Die weitere Entwicklung hängt freilich weniger von den Bedürfnissen der Arbeitnehmerschaft ab als von denen des Kapitals. Dessen Vertreter zeigen sich in dieser Frage indes gespalten. Eine nicht allzu große, aber lautstarke Fraktion betrachtet das Homeoffice als Teufelswerk. „Hören Sie auf mit ihrem Homeoffice-Bullshit“, donnerte Elon Musk in einem Interview mit CNBC und erklärte die neue Arbeitsform gleich für unmoralisch. Dass das Thema Musk den Schaum vor den Mund treten lässt, kann nicht weiter überraschen: Im Homeoffice unterliegen die Angestellten nicht mehr die gesamte Arbeitszeit hindurch dem unmittelbaren Zugriff ihrer Vorgesetzten. Das ist für einen Kontrollfreak, der seine Firmen wie ein Sektenguru führt, ein unerträglicher Zustand. Ausgeprägter Kontrollzwang dürfte auch hinter dem Verdikt von Wolfgang Grupp, dem ehemaligen Inhaber des Textilunternehmens Trigema, stehen, der Anfang Oktober dem Tagesspiegel sagte: „Homeoffice gibt’s bei mir nicht. Wenn einer zu Hause arbeiten kann, ist er unwichtig.“

Real-Life-Begegnungen steigern die Produktivität

Wichtiger für die weitere Entwicklung dürfte die Homeoffice-Skepsis eines Oliver Stettes vom arbeitgebernahen Institut der deutschen Wirtschaft (IW) sein. Unter dem Verlust der räumlichen Nähe, so sein Hauptargument, leide die Zusammenarbeit der Mitarbeiter und die sei nun einmal entscheidend für das betriebswirtschaftliche Gesamtergebnis. In der Tat: Nicht nur für weniger routinierte Mitarbeiter ist die Möglichkeit schneller Rücksprache mit Kollegen wichtig; ganz allgemein gilt, dass die informelle Kommunikation, auch über Teamgrenzen hinweg, für eine reibungsarme Kooperation essentiell ist. Aus diesem Grund würde sich zumindest das Vollzeit-Homeoffice in den meisten Bereichen negativ auf die Produktivität auswirken. Beim Gros der Verwaltungsberufe dürfte es sich aber als das Zukunftsmodell erweisen, die Arbeitszeit zwischen Homeoffice und Büro aufzuteilen.

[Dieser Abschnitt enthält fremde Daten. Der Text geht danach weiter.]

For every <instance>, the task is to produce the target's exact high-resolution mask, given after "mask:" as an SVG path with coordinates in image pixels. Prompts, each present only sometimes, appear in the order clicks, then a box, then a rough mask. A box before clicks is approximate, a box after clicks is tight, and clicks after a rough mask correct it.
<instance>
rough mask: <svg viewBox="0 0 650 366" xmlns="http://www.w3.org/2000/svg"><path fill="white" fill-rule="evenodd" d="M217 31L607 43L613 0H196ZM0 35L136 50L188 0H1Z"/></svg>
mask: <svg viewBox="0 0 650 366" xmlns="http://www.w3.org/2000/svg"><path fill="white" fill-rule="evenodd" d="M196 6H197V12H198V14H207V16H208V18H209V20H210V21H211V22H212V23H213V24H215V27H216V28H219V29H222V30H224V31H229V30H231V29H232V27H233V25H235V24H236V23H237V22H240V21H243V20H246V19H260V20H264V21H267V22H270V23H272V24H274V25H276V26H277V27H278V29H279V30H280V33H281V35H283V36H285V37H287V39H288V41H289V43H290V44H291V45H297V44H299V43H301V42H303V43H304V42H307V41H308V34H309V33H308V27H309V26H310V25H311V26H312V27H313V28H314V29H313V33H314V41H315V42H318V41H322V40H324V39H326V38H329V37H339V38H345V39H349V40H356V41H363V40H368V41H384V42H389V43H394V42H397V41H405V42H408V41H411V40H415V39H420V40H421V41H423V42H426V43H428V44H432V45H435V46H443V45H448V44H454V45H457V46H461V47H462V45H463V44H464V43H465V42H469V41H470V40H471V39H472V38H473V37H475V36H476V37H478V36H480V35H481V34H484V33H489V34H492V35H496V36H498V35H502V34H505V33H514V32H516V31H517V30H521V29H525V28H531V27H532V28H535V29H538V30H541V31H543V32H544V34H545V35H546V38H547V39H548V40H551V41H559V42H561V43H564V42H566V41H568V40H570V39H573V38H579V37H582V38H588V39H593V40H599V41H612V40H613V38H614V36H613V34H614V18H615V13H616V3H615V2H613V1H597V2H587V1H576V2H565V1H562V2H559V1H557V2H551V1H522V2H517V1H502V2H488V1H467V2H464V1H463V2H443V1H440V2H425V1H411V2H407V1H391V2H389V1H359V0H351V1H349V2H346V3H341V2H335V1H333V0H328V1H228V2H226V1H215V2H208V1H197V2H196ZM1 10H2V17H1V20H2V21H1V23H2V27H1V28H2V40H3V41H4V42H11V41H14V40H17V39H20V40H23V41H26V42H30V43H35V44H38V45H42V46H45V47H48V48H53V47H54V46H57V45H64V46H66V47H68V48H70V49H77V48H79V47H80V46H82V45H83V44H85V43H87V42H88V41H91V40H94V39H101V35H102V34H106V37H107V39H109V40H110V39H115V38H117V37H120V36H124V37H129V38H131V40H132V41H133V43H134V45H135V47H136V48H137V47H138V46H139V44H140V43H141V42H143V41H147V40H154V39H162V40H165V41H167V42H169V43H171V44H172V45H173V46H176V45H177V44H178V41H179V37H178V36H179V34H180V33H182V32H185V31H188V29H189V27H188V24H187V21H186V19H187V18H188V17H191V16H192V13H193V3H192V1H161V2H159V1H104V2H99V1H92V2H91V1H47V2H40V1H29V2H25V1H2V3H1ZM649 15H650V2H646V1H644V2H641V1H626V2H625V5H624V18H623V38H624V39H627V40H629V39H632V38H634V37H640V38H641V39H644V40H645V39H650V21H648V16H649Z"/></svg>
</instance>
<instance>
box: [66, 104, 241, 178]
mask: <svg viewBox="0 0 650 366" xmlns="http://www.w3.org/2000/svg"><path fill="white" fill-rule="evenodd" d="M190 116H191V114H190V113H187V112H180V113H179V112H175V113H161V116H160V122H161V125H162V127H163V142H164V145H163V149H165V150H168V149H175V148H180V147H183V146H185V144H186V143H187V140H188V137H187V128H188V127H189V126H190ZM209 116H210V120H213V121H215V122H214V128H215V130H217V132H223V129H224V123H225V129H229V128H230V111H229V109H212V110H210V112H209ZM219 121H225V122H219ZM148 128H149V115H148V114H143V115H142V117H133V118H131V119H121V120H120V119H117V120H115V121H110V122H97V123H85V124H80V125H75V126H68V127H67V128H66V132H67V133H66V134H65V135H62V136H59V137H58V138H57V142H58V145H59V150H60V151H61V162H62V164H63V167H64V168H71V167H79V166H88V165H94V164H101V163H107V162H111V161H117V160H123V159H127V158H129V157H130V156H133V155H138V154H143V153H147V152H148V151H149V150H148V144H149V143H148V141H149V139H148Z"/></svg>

Keine Abkehr vom Homeoffice

Mit einer breit angelegten Abkehr vom Homeoffice ist jedenfalls nicht zu rechnen. Dazu hat die Arbeit daheim für das Kapital zu viele attraktive Seiten. Das beginnt damit, dass die Nutzung der eigenen vier Wände als Arbeitsplatz letztlich auf ein Outsourcing von Kosten hinausläuft. Mit der Ausbreitung des Homeoffice sinkt tendenziell der Bedarf an teuren Büroflächen. Das Ifo-Institut rechnet damit, dass in den größten deutschen Städten aufgrund der wachsenden Bedeutung von Homeoffice die Nachfrage nach Büroflächen bis 2030 um zwölf Prozent zurückgehen werde.

Wichtiger ist allerdings ein anderer Faktor. Die meisten Betriebe, die zur Präsenzpflicht zurückgekehrt sind, machen damit schlechte Erfahrungen. Einer Studie der Uni Konstanz zufolge brachte die Abschaffung des Homeoffice keine Leistungssteigerung, sondern nur mehr Belastungs- und Erschöpfungssymptome und einen höheren Krankenstand. Ob die Schlussfolgerung der Forscher und Forscherinnen stimmt, dass Homeoffice gesünder sei als arbeiten im Büro, kann dahingestellt bleiben; vielleicht steigt der Krankenstand in Präsenzarbeit ja in erster Linie, weil die Beschäftigten sich kränkelnd zu Hause eher an den Schreibtischen setzen als im Büro. So oder so profitieren die Unternehmen vom Rückgang der Fehlzeiten. „Die Coronapandemie hat Homeoffice von einer Ausnahme zu einem wichtigen Bestandteil des Arbeitsalltags gemacht“, resümierte Jan Goebel vom Deutschen Institut für Wirtschaftsforschung. Die Kapitalseite dürfte nicht so dumm sein, die Uhr wirklich zurückzudrehen.